Dave Chinner <david@xxxxxxxxxxxxx> · Wed, 20 Sep 2023 08:57:19 +1000

On Tue, Sep 19, 2023 at 06:17:21AM +0100, Matthew Wilcox wrote:
> On Tue, Sep 19, 2023 at 11:15:54AM +1000, Dave Chinner wrote:
> > This was easy to do with iomap based filesystems because they don't
> > carry per-block filesystem structures for every folio cached in page
> > cache - we carry a single object per folio that holds the 2 bits of
> > per-filesystem block state we need for each block the folio maps.
> > Compare that to a bufferhead - it uses 56 bytes of memory per
> > fielsystem block that is cached.
> 
> 56?1  What kind of config do you have?  It's 104 bytes on Debian:
> buffer_head          936   1092    104   39    1 : tunables    0    0    0 : slabdata     28     28      0
> 
> Maybe you were looking at a 32-bit system; most of the elements are
> word-sized (pointers, size_t or long)

Perhaps so, it's been years since I actually paid attention to the
exact size of a bufferhead (XFS completely moved away from them back
in 2018). Regardless, underestimating the size of the bufferhead
doesn't materially change the reasons iomap is a better choice for
filesystems running on modern storage hardware...

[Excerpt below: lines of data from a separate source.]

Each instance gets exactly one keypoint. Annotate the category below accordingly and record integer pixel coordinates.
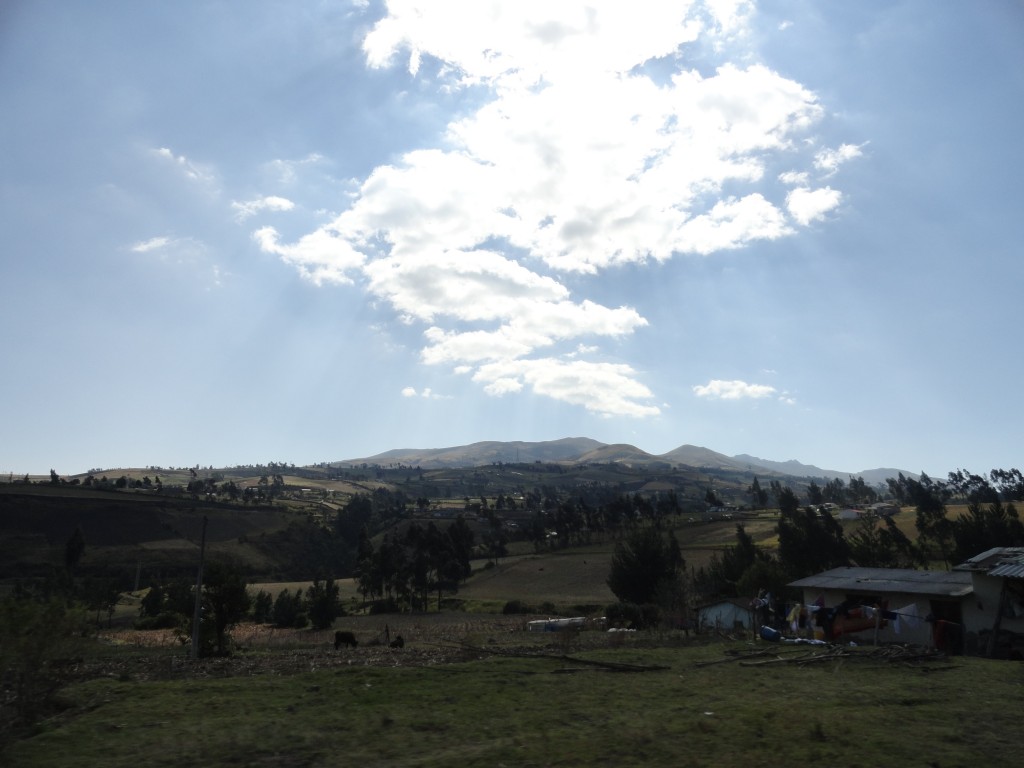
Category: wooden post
(199, 594)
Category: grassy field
(439, 704)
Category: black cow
(344, 638)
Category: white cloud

> > So we have to consider that maybe it is less work to make high-order
> > folios work with bufferheads. And that's where we start to get into
> > the maintenance problems with old filesysetms using bufferheads -
> > how do we ensure that the changes for high-order folio support in
> > bufferheads does not break the way one of these old filesystems
> > that use bufferheads?
> 
> I don't think we can do it.  Regardless of the question you're proposing
> here, the model where we complete a BIO, then walk every buffer_head
> attached to the folio to determine if we can now mark the folio as being
> (uptodate / not-under-writeback) just doesn't scale when you attach more
> than tens of BHs to the folio.  It's one bit per BH rather than having
> a summary bitmap like iomap has.

*nod*

I said as much earlier in the email:

"The pointer chasing model per-block bufferhead iteration requires
to update state and retrieve mapping information just does not scale
to marshalling millions of objects a second through the page cache."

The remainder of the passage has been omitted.